In the process of divorce, her lawyer sent the settlement agreement and there are a few issues. She's been pushing me around and being uncooperative in regards to everything. to put it short, if i say day she feels the need to say night. I talked to my lawyer and because he was trying to be budget consious he hasnt pushed back. Today i reached my limit when I asked her to see if she can have someone in her family watch the kids on my weekend in march as I have a trade show for work i have to attend. To clarify all of my family is in florida and I am by myself. All of her family is local or in New Jersey. She is more interested in saying no and leaving our kids in limbo rather than see if someone can watch them all for the sake of screwing me.

My lawyer flat out told me that it's going to be money and I have cleaned out my 401k to get myself back on my feet with everything and I live check to check and cannot afford to even go food shopping or take my kids out this weekend. Between the child support and high rent and the credit card debt I am paying back by myself the water is at my nose and i am slowly sinking. I just dont know what to do. My credit is shot because while I have been out of the house she has been defaulting on the mortgage, I cant even take a personal loan if I wanted to. THis is the lowest I have ever been through this because of her unwillingness to comprimise or be reasonable. I feel lost and bullied.............


----------



## EleGirl (Dec 3, 2011)

It does sound like you are being bullied. The thing about divorce is that it often causes more problems than it solves. 
My brother who lives in Cali is going through a divorce as well. His wife is being much like yours. I swear she will destroy herself before she will even think of doing something reasonable. I do not get frame of mind.

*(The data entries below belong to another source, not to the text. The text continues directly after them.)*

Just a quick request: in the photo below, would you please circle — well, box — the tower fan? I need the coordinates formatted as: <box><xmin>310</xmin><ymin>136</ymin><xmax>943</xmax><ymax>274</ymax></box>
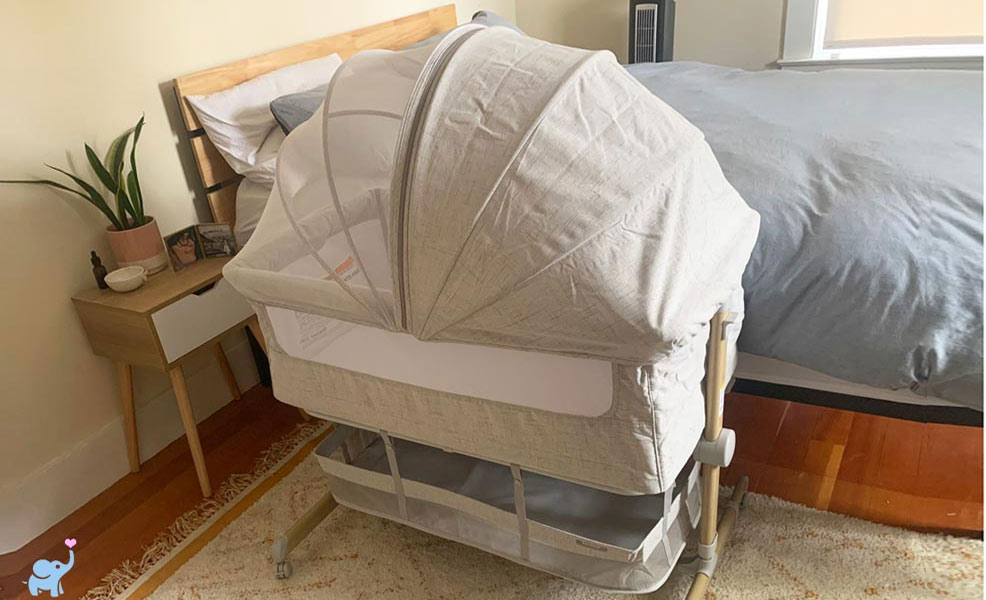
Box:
<box><xmin>627</xmin><ymin>0</ymin><xmax>674</xmax><ymax>64</ymax></box>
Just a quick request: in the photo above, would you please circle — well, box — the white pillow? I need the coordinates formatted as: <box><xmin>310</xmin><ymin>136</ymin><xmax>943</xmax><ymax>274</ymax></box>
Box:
<box><xmin>187</xmin><ymin>54</ymin><xmax>342</xmax><ymax>181</ymax></box>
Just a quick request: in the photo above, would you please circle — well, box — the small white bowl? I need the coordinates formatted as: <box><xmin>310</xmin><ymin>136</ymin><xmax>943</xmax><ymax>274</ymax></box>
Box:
<box><xmin>106</xmin><ymin>266</ymin><xmax>147</xmax><ymax>292</ymax></box>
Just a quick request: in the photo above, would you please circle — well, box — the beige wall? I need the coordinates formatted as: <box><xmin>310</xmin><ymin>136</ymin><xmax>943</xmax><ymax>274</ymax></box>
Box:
<box><xmin>0</xmin><ymin>0</ymin><xmax>514</xmax><ymax>553</ymax></box>
<box><xmin>517</xmin><ymin>0</ymin><xmax>784</xmax><ymax>69</ymax></box>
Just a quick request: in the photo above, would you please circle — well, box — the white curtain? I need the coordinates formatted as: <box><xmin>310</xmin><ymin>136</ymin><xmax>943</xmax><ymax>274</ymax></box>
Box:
<box><xmin>821</xmin><ymin>0</ymin><xmax>983</xmax><ymax>49</ymax></box>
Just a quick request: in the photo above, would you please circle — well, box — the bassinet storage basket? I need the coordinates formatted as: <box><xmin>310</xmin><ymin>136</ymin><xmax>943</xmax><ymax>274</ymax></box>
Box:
<box><xmin>224</xmin><ymin>26</ymin><xmax>758</xmax><ymax>592</ymax></box>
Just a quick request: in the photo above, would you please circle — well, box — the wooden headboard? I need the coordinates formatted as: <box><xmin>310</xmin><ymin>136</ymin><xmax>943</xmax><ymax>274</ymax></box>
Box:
<box><xmin>175</xmin><ymin>4</ymin><xmax>456</xmax><ymax>224</ymax></box>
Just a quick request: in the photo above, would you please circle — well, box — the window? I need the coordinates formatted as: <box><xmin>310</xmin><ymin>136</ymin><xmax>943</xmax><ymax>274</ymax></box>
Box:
<box><xmin>780</xmin><ymin>0</ymin><xmax>983</xmax><ymax>68</ymax></box>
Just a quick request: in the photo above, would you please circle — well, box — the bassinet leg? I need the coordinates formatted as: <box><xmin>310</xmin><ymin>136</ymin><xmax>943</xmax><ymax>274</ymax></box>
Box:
<box><xmin>687</xmin><ymin>312</ymin><xmax>749</xmax><ymax>600</ymax></box>
<box><xmin>271</xmin><ymin>491</ymin><xmax>337</xmax><ymax>579</ymax></box>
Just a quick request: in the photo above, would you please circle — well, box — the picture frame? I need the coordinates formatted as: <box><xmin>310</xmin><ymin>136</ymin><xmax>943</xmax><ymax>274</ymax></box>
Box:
<box><xmin>195</xmin><ymin>223</ymin><xmax>238</xmax><ymax>258</ymax></box>
<box><xmin>164</xmin><ymin>225</ymin><xmax>205</xmax><ymax>271</ymax></box>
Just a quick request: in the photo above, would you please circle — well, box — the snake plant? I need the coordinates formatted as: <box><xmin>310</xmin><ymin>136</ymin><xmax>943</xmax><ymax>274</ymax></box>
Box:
<box><xmin>0</xmin><ymin>116</ymin><xmax>149</xmax><ymax>231</ymax></box>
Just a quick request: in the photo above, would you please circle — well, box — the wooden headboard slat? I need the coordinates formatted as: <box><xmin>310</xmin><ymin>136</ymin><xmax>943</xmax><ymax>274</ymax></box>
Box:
<box><xmin>189</xmin><ymin>135</ymin><xmax>237</xmax><ymax>189</ymax></box>
<box><xmin>175</xmin><ymin>4</ymin><xmax>456</xmax><ymax>224</ymax></box>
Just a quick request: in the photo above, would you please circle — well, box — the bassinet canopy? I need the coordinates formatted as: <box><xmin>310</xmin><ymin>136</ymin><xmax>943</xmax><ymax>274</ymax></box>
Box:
<box><xmin>225</xmin><ymin>25</ymin><xmax>759</xmax><ymax>364</ymax></box>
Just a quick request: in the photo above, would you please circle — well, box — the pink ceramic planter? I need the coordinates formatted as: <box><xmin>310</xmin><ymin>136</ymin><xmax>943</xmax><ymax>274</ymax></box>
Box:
<box><xmin>106</xmin><ymin>217</ymin><xmax>168</xmax><ymax>274</ymax></box>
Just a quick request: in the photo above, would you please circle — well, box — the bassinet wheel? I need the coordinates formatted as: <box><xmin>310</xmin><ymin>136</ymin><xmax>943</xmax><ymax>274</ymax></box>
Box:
<box><xmin>274</xmin><ymin>560</ymin><xmax>294</xmax><ymax>579</ymax></box>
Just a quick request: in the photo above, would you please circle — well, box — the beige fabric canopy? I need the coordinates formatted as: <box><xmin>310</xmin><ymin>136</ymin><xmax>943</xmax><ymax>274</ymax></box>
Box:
<box><xmin>225</xmin><ymin>26</ymin><xmax>759</xmax><ymax>364</ymax></box>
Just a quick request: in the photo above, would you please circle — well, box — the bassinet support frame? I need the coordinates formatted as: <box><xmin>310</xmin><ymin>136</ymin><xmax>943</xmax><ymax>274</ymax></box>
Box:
<box><xmin>271</xmin><ymin>311</ymin><xmax>749</xmax><ymax>600</ymax></box>
<box><xmin>686</xmin><ymin>311</ymin><xmax>750</xmax><ymax>600</ymax></box>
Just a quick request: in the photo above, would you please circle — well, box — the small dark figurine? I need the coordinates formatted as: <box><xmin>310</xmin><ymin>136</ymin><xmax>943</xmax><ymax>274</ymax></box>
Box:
<box><xmin>89</xmin><ymin>250</ymin><xmax>110</xmax><ymax>290</ymax></box>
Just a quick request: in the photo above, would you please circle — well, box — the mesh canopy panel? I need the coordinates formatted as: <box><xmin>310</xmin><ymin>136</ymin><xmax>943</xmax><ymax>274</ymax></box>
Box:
<box><xmin>226</xmin><ymin>26</ymin><xmax>759</xmax><ymax>364</ymax></box>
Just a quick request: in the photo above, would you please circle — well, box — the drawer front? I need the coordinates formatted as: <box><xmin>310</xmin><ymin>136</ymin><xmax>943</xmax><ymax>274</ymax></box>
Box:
<box><xmin>151</xmin><ymin>279</ymin><xmax>253</xmax><ymax>363</ymax></box>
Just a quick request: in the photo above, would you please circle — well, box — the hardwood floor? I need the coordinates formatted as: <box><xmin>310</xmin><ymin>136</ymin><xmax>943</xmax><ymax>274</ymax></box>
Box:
<box><xmin>723</xmin><ymin>394</ymin><xmax>983</xmax><ymax>536</ymax></box>
<box><xmin>0</xmin><ymin>386</ymin><xmax>983</xmax><ymax>600</ymax></box>
<box><xmin>0</xmin><ymin>386</ymin><xmax>301</xmax><ymax>600</ymax></box>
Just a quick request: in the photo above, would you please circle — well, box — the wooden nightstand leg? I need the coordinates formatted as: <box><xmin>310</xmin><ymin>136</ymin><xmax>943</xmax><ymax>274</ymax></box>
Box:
<box><xmin>247</xmin><ymin>315</ymin><xmax>312</xmax><ymax>421</ymax></box>
<box><xmin>116</xmin><ymin>362</ymin><xmax>140</xmax><ymax>473</ymax></box>
<box><xmin>168</xmin><ymin>365</ymin><xmax>212</xmax><ymax>496</ymax></box>
<box><xmin>213</xmin><ymin>343</ymin><xmax>241</xmax><ymax>400</ymax></box>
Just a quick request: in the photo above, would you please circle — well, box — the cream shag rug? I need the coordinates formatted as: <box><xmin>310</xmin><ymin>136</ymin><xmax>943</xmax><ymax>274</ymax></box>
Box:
<box><xmin>135</xmin><ymin>456</ymin><xmax>983</xmax><ymax>600</ymax></box>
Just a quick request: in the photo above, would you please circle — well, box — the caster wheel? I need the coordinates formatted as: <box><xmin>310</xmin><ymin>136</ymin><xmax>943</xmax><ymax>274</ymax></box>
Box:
<box><xmin>274</xmin><ymin>561</ymin><xmax>294</xmax><ymax>579</ymax></box>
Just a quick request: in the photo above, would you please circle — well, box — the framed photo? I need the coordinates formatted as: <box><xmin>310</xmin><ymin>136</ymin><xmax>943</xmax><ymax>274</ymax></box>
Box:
<box><xmin>195</xmin><ymin>223</ymin><xmax>236</xmax><ymax>258</ymax></box>
<box><xmin>164</xmin><ymin>225</ymin><xmax>205</xmax><ymax>271</ymax></box>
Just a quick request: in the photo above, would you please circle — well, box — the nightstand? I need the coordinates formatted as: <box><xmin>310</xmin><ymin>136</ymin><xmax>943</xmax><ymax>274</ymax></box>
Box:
<box><xmin>72</xmin><ymin>258</ymin><xmax>262</xmax><ymax>496</ymax></box>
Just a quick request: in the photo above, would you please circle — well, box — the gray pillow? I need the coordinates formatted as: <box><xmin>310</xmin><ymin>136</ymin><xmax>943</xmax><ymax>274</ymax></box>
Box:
<box><xmin>270</xmin><ymin>84</ymin><xmax>328</xmax><ymax>133</ymax></box>
<box><xmin>270</xmin><ymin>10</ymin><xmax>524</xmax><ymax>133</ymax></box>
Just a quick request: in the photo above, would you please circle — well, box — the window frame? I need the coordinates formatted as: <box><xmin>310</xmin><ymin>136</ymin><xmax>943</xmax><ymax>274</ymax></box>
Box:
<box><xmin>777</xmin><ymin>0</ymin><xmax>983</xmax><ymax>70</ymax></box>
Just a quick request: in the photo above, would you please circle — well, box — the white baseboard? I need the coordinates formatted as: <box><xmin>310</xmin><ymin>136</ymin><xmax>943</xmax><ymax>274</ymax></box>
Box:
<box><xmin>0</xmin><ymin>333</ymin><xmax>259</xmax><ymax>554</ymax></box>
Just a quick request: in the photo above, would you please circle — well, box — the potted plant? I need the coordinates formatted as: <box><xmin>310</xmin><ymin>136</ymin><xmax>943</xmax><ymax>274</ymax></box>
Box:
<box><xmin>0</xmin><ymin>117</ymin><xmax>168</xmax><ymax>273</ymax></box>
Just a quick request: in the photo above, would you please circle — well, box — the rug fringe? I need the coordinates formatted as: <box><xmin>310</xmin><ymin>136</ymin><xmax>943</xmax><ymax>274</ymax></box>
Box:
<box><xmin>81</xmin><ymin>420</ymin><xmax>325</xmax><ymax>600</ymax></box>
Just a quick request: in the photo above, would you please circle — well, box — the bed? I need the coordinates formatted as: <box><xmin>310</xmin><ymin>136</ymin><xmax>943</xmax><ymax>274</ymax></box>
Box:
<box><xmin>177</xmin><ymin>11</ymin><xmax>982</xmax><ymax>425</ymax></box>
<box><xmin>173</xmin><ymin>9</ymin><xmax>759</xmax><ymax>597</ymax></box>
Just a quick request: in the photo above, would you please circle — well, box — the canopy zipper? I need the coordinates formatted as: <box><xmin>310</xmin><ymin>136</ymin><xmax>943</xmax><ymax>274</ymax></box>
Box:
<box><xmin>395</xmin><ymin>27</ymin><xmax>485</xmax><ymax>331</ymax></box>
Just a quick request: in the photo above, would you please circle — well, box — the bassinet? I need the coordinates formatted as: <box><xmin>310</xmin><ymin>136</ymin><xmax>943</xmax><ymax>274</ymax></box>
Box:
<box><xmin>224</xmin><ymin>26</ymin><xmax>758</xmax><ymax>592</ymax></box>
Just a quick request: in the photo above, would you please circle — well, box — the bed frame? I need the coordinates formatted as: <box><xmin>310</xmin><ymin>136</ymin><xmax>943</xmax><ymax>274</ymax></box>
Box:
<box><xmin>175</xmin><ymin>4</ymin><xmax>457</xmax><ymax>230</ymax></box>
<box><xmin>174</xmin><ymin>9</ymin><xmax>749</xmax><ymax>600</ymax></box>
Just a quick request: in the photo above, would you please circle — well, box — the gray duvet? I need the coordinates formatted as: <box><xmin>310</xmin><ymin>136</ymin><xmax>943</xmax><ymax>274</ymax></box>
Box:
<box><xmin>628</xmin><ymin>63</ymin><xmax>983</xmax><ymax>410</ymax></box>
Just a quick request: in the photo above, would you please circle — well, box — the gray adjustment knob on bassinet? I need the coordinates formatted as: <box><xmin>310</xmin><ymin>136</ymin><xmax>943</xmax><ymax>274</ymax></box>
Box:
<box><xmin>693</xmin><ymin>428</ymin><xmax>736</xmax><ymax>467</ymax></box>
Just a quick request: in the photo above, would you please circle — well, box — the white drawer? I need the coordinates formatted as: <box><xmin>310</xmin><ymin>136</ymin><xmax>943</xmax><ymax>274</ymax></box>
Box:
<box><xmin>151</xmin><ymin>279</ymin><xmax>253</xmax><ymax>363</ymax></box>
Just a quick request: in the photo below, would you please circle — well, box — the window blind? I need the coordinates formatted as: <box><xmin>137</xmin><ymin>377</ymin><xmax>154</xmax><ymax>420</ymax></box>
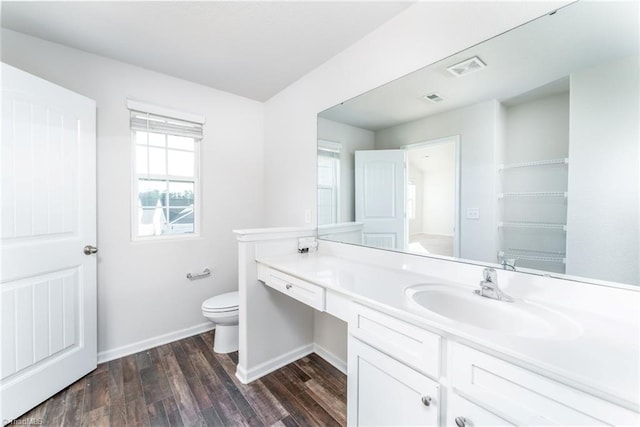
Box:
<box><xmin>131</xmin><ymin>110</ymin><xmax>204</xmax><ymax>140</ymax></box>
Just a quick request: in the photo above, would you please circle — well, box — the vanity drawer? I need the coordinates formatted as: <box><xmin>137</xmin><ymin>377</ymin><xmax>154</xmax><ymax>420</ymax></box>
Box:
<box><xmin>447</xmin><ymin>393</ymin><xmax>515</xmax><ymax>427</ymax></box>
<box><xmin>451</xmin><ymin>343</ymin><xmax>640</xmax><ymax>425</ymax></box>
<box><xmin>349</xmin><ymin>303</ymin><xmax>441</xmax><ymax>379</ymax></box>
<box><xmin>258</xmin><ymin>265</ymin><xmax>325</xmax><ymax>311</ymax></box>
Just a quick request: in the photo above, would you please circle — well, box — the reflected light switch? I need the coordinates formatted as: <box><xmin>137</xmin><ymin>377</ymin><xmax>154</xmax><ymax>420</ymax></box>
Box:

Can you call up someone in her family to watch the children? It would be good if you could nurture a relationship for someone to help you out with this.


----------



## mmomof3 (Apr 19, 2011)

Try reaching out to other single parents to set up a child care swap. Try not to use her family now (you know she'll hear about it) friends, PTA, neighbor, co-workers....their wives....somebody (well not just anyone their your kid but someone). If it's a one weekend or occasional issue do not spend the money on the blood sucking lawyers = ) 
good luck


----------



## Rico (Jul 28, 2010)

Yeah I'm trying to figure out options for things of this nature, I've simply decided to cut off all communication with her unless it has to do with health or behavior issues with the children. I no longer wish to be treated like I am the scum of the earth with someone who will not own their end of the things that happened. It's the only reason she is nasty. In her case it is ultimately easier to blame someone else and not take nor own her end of what happened in the marriage. All I can do is be a good dad and focus on that only.


----------



## EleGirl (Dec 3, 2011)

I think that's about all you can do.


----------